From The Library: Two Botanical Treasures

This article follows on from the talk I gave back in March 2018, based on a random selection of the wonderful botanical illustrations to be found in our library. Here are two more illustrated books that I researched back in 2019.  The first is a 17th century translation of the works of a highly influential botanist from the ancient world and the second by a Scottish pioneer in plant classification.

In 2018 I started my talk by giving a very short history of early examples of botanic illustration and the first person I mentioned was Theophrastus (c 371 BC – c 287 BC). Well, guess what, we have an illustrated copy of one of his works!  

He was a Greek native of Eresos in Lesbos (aka Theophrasti Eressi) and became famous as Aristotle’s successor in the Peripatetic school of ancient Greece. In Aristotle’s will he made Theophrastus the guardian of his children.

Theophrastus wrote many “books”, but his main efforts were to continue the work of Aristotle in Natural History. Theophrastus was so important in this respect that he was named the “Father of Botany” by Linnaeus. These two pictures show the sculpture of Theophrastus in the entrance to Orto Botanic Garden in Palermo and a painting of Aristotle with two of his disciples, Theophrastus and Strato of Lampsacus.

Surprisingly through repeated copying over time, two of his botanical works have survived and were a very important influence from antiquity through the middle ages and on to the renaissance:

  • “Enquiry into Plants” (Historia Plantarum)
  • “On the Causes of Plants” (De causis plantarum)

Our copy of Historia Plantarum was published in Greek and Latin in 1644 in Amsterdam. The first translation into Latin was undertaken by Theodore Gaza at Treviso in 1483.

The reason this book was so important was that it was the first systematic classification of plants according to their modes of generation, their localities, their sizes, and their practical uses such as foods, juices and herbs. It was originally a compendium of 10 books, of which 9 have survived.

This is a photo of the frontispiece of our book:

The 1st “book” deals with the parts of plants; 2nd reproduction of plants; 3rd – 5th trees; 6th shrubs and spiny plants; 7th herbs; 8th plants that have edible seeds; 9th plants that produce useful juices, gums, resins.

The woodcut illustrations in this 1644 edition have been added to Theophrastus’ text along with enhancing notes by two botanists of the time. As an example of the level of detail of the illustrations, I have chosen to show Myrrh and Geranium robertianum known as herb-robert, a common species of cranesbill.

My second book was written by the Scottish botanist and taxonomist, Robert Morison (1620 – 1683).

He described and developed the first systematic classification of plants, long before Linnaeus.

He appears to have had a very rich fulsome life. He was an outstanding scholar, gaining his M.A. from Aberdeen University at the tender age of 18. During the English Civil War, he joined the Royalist Cavaliers and was seriously wounded at the 1639 Battle of the Bridge of Dee, near Aberdeen. Once he recovered, he fled to France as soon as it became apparent that the Royalist cause was lost.

In 1648 he gained a doctorate in Medicine from the University of Angers, and then devoted himself to the study of botany. This he undertook in Paris under the guidance of Vespasien Robin, the botanist to the King of France. These Royal connections were handy as he soon became the Director of the Royal Gardens at Blois, remaining there for 10 years.

Following the Restoration, he returned to England in 1660 and became the Physician to Charles II as well as his botanist and the superintendent of all the Royal Gardens.
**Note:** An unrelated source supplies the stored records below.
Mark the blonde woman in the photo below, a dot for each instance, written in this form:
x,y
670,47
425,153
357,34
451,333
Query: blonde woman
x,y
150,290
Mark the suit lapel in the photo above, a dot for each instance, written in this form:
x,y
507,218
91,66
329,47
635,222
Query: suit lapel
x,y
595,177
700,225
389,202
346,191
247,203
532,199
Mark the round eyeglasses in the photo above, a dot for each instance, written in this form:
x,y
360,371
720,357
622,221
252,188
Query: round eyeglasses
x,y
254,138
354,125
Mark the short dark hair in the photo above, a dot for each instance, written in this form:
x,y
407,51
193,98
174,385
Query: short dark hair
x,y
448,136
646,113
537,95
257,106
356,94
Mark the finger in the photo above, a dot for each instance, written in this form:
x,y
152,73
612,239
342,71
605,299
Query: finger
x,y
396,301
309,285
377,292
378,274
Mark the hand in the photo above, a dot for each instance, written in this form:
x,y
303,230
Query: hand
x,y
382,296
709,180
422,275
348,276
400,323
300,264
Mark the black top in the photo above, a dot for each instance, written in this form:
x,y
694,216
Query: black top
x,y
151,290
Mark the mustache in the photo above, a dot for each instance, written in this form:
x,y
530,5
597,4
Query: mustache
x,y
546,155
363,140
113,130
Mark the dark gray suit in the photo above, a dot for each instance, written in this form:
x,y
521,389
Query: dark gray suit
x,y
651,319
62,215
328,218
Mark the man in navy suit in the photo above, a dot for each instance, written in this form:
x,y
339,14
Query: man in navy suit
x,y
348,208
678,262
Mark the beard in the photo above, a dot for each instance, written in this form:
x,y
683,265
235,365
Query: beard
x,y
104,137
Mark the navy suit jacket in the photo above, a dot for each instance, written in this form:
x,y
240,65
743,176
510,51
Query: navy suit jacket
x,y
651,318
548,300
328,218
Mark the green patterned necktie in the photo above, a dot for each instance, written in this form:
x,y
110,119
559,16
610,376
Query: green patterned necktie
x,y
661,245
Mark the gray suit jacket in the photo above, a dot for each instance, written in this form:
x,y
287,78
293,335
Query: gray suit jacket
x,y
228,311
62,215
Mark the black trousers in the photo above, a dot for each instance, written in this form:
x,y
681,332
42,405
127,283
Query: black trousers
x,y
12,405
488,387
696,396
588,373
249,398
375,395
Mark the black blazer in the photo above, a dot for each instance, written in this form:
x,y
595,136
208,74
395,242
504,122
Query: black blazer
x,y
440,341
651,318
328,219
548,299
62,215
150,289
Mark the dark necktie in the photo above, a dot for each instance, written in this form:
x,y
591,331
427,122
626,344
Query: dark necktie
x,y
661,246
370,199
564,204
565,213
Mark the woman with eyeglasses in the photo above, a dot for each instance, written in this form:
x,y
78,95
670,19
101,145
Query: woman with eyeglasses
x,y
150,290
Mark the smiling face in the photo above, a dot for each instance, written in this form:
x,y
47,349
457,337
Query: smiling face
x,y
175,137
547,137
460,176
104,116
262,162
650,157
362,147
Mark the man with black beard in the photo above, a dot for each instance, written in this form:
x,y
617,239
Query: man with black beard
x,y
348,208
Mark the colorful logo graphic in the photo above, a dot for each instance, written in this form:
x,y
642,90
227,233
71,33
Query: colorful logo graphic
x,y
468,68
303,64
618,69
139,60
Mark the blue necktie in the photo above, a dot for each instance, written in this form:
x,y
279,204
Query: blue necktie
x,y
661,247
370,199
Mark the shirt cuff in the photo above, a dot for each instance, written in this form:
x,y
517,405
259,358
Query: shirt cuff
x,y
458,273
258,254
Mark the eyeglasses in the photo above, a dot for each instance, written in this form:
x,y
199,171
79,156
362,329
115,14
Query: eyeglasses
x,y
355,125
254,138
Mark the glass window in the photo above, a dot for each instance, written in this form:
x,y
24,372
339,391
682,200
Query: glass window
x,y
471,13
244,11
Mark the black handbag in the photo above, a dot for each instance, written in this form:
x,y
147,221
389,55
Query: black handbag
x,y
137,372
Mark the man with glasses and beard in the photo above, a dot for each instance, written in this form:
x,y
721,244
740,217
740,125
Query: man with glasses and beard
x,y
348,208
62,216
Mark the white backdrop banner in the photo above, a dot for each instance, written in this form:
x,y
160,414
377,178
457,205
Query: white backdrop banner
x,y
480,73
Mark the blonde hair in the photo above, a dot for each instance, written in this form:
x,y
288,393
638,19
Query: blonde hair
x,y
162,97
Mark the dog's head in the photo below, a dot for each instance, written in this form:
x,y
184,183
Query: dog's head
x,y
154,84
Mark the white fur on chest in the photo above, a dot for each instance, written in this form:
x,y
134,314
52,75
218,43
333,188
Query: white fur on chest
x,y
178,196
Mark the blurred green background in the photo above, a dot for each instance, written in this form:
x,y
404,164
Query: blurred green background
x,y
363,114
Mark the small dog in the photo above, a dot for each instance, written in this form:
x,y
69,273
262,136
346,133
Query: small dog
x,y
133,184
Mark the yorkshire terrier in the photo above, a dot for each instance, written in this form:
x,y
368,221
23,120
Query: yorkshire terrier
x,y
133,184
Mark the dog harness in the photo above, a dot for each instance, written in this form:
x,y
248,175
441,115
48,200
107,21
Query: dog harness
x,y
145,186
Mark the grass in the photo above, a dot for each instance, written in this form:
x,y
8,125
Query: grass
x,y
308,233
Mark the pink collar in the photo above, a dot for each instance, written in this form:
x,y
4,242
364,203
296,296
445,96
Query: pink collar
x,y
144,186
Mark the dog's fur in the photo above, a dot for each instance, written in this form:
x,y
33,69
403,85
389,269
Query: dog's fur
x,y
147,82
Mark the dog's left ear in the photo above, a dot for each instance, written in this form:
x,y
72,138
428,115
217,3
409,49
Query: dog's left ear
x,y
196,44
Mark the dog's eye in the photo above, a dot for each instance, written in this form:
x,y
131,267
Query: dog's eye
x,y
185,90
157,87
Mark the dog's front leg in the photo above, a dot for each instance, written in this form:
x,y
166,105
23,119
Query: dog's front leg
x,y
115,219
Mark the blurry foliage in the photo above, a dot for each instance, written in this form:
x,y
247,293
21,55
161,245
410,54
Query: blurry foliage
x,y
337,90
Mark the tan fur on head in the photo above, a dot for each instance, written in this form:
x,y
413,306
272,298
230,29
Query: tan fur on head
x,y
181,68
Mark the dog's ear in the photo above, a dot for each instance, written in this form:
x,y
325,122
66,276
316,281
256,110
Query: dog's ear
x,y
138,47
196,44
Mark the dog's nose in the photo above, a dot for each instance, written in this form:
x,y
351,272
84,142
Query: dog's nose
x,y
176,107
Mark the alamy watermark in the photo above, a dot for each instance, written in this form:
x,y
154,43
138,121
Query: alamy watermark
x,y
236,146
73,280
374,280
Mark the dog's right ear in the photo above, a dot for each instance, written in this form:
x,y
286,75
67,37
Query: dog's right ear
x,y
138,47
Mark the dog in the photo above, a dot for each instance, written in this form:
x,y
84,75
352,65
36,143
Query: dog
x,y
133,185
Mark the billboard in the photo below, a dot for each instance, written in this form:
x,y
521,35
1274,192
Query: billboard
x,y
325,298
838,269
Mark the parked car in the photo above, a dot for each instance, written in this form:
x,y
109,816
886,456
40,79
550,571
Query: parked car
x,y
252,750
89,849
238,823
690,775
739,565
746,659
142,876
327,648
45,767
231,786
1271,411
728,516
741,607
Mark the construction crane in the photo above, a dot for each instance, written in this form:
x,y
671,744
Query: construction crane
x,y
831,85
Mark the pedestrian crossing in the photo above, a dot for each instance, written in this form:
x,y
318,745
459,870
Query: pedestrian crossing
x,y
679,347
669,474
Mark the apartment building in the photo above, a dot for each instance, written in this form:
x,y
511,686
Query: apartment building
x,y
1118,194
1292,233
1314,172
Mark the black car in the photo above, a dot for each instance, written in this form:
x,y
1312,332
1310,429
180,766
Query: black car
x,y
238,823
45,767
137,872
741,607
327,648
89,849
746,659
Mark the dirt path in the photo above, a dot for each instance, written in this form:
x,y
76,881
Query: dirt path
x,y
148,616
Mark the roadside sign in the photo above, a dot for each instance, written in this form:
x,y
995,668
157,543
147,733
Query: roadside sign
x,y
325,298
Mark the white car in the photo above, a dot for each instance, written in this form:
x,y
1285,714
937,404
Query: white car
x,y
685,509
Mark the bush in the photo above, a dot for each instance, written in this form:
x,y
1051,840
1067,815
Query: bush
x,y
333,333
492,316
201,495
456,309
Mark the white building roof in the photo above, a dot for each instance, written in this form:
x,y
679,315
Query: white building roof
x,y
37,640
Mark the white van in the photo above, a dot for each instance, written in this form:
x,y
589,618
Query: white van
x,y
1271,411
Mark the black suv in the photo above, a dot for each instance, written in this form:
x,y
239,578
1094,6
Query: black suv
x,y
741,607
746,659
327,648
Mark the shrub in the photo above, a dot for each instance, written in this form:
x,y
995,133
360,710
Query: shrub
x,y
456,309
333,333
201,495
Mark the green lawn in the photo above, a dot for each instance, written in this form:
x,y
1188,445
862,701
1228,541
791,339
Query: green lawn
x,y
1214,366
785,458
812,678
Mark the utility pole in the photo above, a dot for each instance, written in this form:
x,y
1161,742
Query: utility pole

These duties came with a salary of £200 per annum, and a free house.

Many years earlier, in 1621, Henry Danvers, Earl of Danby, had given Oxford University £250 for land for a “Physic Garden”. At the same time, Danvers bequeathed “certain revenues” to fund a chair in Botany at the university. In 1669 Morison became the first Professor of Botany, a post that he held until he died.

In 1660, he had published “Praeludia Botanica”, which stressed the use of structure of a plant’s fruits for classification. At that time, classification was focused only on the habitat and medicinal properties of the plant and Morison’s criticism of systems promoted by other botanists caused some anger among his contemporaries.

As can be seen from this photo of the frontispiece, our book is his “Plantarum Umbelliferarum Distributio Nova”, published in 1672. This is the first publication ever written of a “Monograph of a specific group of plants”, the Umbelliferae. This is a family of aromatic flowering plants with the defining characteristic being the flowers, which are aggregated in terminal umbels, which may be simple or more commonly compound.

My first illustration is of Foeniculum florens, or the Florence fennel and the second is Daucus carota, or wild carrot.

Morison was fatally injured by the pole of a carriage as he was crossing the street in 1683 and died the following day. His opus magnum, the “Historia Plantarum Universalis Oxoniensis” remained unfinished, with only one volume published in 1680 detailing fifteen classes of his classification system. It was entrusted by Oxford University to Jacob Bobart the Younger who published a second and final instalment of the Historia in 1699 dealing with the remaining ten sections of herbaceous plants.